In the near future, the system is projected to go insolvent. The reason is that Americans are living longer, and the cost of living continues to rise. The solution is not to destroy the program — it’s to strengthen it. The obvious answer is to have higher-income Americans continue paying into the Social Security system beyond the current income cutoff point of just under $200,000.
Another obvious answer is to raise the retirement age, since people are living longer.
The poet Maya Angelou once famously said, “When someone shows you who they are, believe them the first time.”
In the political world, the far right has been saying for a long time that Social Security is on its kill list. They said much the same about ending constitutionally protected rights to abortion. They succeeded in 2022 with the Supreme Court’s Dobbs decision.
Similarly, the far right has long pushed to open the door to more dark money from rich donors and corporations seeking lower taxes and less regulation of industry. In 2010, they got a win when the high court equated big political spending with free speech.
Now, the president’s top financial supporter has near-total control of the federal government — while the president films endorsements for his car company on the White House lawn.

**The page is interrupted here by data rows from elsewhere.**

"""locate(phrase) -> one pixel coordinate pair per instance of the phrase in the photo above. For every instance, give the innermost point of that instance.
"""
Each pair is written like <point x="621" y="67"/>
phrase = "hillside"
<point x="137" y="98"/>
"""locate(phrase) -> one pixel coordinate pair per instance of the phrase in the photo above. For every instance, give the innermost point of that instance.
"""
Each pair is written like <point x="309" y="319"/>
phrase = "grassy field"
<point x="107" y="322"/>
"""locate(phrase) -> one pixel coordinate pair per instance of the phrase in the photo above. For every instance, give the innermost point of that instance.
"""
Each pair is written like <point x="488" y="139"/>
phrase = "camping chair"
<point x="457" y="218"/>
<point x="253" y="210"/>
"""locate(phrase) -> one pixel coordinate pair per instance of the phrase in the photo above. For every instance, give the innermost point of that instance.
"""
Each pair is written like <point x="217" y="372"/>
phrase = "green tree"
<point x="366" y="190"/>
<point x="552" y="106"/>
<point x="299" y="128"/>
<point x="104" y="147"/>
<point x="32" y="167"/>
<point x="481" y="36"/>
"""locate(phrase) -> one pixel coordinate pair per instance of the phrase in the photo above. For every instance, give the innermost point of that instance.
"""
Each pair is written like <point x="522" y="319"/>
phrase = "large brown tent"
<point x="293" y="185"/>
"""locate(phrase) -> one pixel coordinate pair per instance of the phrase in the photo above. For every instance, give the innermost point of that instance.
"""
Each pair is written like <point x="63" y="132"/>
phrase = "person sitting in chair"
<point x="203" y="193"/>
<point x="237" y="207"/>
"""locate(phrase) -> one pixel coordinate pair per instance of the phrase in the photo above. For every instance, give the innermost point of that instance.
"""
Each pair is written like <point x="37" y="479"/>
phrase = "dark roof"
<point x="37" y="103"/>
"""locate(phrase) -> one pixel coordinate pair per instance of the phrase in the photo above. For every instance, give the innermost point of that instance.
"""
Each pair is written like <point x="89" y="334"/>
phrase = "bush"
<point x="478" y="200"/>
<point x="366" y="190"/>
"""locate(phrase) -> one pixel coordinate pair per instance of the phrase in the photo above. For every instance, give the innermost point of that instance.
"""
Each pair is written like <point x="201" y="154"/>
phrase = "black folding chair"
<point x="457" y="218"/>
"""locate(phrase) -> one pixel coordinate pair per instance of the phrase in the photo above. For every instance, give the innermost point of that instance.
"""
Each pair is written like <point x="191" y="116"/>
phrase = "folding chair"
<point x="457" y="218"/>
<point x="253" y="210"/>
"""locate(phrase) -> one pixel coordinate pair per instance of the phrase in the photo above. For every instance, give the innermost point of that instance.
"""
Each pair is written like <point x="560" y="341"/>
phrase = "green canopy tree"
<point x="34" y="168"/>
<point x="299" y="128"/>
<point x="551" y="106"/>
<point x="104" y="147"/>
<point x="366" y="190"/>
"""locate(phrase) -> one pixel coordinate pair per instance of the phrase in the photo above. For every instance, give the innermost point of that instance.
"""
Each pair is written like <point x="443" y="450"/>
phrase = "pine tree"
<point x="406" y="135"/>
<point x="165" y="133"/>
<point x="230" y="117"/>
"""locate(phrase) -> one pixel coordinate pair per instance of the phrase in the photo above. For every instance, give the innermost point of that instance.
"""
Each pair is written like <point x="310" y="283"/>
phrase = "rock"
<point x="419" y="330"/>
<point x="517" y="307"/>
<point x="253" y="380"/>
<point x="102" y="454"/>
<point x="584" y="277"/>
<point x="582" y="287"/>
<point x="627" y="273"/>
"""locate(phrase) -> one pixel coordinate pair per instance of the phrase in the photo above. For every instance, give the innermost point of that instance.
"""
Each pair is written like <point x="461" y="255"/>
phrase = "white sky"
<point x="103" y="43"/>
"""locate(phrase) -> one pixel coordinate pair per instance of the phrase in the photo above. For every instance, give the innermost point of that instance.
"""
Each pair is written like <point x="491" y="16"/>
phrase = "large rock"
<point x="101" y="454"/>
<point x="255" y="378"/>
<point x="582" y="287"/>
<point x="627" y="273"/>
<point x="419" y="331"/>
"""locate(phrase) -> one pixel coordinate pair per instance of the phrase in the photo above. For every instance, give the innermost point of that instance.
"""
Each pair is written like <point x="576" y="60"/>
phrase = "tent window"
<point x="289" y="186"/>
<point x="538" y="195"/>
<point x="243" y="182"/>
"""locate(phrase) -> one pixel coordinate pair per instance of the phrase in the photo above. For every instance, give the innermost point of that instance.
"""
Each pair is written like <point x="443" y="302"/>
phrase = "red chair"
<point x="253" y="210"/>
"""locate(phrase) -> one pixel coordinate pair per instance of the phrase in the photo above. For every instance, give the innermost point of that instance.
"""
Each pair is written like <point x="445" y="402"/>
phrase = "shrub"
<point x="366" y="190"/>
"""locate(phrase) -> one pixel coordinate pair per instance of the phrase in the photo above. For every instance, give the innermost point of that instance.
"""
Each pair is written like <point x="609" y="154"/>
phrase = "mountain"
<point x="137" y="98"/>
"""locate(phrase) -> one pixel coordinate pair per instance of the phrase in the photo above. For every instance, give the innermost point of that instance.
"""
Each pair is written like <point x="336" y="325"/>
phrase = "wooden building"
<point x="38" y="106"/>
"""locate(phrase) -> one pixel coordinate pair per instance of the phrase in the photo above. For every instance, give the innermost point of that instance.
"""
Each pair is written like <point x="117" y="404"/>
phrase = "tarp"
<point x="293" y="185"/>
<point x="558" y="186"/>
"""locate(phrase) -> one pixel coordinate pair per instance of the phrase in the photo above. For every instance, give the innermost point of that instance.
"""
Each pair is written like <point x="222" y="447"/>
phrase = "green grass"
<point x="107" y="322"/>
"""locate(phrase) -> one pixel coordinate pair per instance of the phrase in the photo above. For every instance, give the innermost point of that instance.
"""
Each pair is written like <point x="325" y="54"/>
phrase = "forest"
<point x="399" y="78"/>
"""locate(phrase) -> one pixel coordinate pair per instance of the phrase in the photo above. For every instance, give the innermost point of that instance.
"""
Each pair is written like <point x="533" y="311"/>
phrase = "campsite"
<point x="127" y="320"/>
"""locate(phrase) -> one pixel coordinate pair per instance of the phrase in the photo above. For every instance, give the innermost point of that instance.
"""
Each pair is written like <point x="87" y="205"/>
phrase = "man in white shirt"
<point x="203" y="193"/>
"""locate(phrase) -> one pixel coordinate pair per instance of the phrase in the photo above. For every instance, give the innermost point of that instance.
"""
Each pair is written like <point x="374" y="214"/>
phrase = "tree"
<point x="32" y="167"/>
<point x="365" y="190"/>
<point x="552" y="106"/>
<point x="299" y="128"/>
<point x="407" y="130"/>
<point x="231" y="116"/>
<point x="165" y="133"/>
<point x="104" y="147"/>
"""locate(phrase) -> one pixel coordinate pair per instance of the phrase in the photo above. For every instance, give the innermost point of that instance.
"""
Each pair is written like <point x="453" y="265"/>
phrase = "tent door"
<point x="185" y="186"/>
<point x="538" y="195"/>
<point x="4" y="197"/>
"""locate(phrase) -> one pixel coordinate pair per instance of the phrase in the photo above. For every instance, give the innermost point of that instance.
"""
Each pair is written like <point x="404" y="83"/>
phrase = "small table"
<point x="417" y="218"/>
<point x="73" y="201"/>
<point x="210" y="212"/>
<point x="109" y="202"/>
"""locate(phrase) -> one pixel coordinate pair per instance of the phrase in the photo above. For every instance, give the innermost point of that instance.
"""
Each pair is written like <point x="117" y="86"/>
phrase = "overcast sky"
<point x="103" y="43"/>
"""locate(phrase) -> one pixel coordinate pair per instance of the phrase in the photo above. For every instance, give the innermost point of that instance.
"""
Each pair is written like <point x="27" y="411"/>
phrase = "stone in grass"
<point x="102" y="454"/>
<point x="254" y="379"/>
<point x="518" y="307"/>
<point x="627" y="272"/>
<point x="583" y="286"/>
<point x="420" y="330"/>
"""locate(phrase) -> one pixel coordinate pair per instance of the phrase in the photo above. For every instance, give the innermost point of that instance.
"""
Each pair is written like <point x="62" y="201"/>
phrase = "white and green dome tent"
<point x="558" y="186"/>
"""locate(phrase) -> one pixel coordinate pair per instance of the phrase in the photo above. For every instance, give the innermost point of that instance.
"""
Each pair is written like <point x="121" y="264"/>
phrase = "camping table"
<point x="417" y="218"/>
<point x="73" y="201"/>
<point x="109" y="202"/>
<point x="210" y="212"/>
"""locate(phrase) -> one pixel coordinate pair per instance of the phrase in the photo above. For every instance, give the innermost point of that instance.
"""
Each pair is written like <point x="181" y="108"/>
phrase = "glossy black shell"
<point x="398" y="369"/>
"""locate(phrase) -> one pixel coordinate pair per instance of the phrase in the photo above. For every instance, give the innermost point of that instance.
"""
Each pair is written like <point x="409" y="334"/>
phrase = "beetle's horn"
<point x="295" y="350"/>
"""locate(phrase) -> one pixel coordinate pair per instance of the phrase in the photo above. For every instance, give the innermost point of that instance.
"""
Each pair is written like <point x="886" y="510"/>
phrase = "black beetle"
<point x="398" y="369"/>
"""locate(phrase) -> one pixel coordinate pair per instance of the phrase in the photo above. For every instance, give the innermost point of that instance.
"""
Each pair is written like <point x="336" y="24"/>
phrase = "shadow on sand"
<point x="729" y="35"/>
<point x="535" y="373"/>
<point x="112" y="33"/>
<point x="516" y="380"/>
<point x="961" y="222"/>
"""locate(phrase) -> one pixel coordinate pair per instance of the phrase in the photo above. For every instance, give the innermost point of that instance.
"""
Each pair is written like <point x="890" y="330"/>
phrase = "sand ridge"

And if you read about Project 2025, you know the right wing has long wanted to abolish the U.S. Department of Education. Their goal seems to be to free state and local officials from federal penalties for not properly educating disabled children, poor children and minority children. Just last week, Trump signed an executive order to break apart the department.
Now, the movement has set its sights on its biggest dream: dismantling Social Security – its “Moby Dick” to their Captain Ahab.
When asked why he robbed banks, Willie Sutton supposedly replied, “Because that’s where the money is.” Social Security is a big vault of money — and Republicans want to empty it to pay for extending the Trump tax cuts for billionaires like Trump, Musk and Lutnick.
This brings me back to Maya Angelou. The far-right agenda has been saying it for a long time. Their goal is to end Social Security. Open your ears to their increasingly loud attacks.
Juan Williams is senior political analyst for Fox News Channel and a prize-winning civil rights historian. He is the author of the new book “New Prize for these Eyes: the Rise of America’s Second Civil Rights Movement.”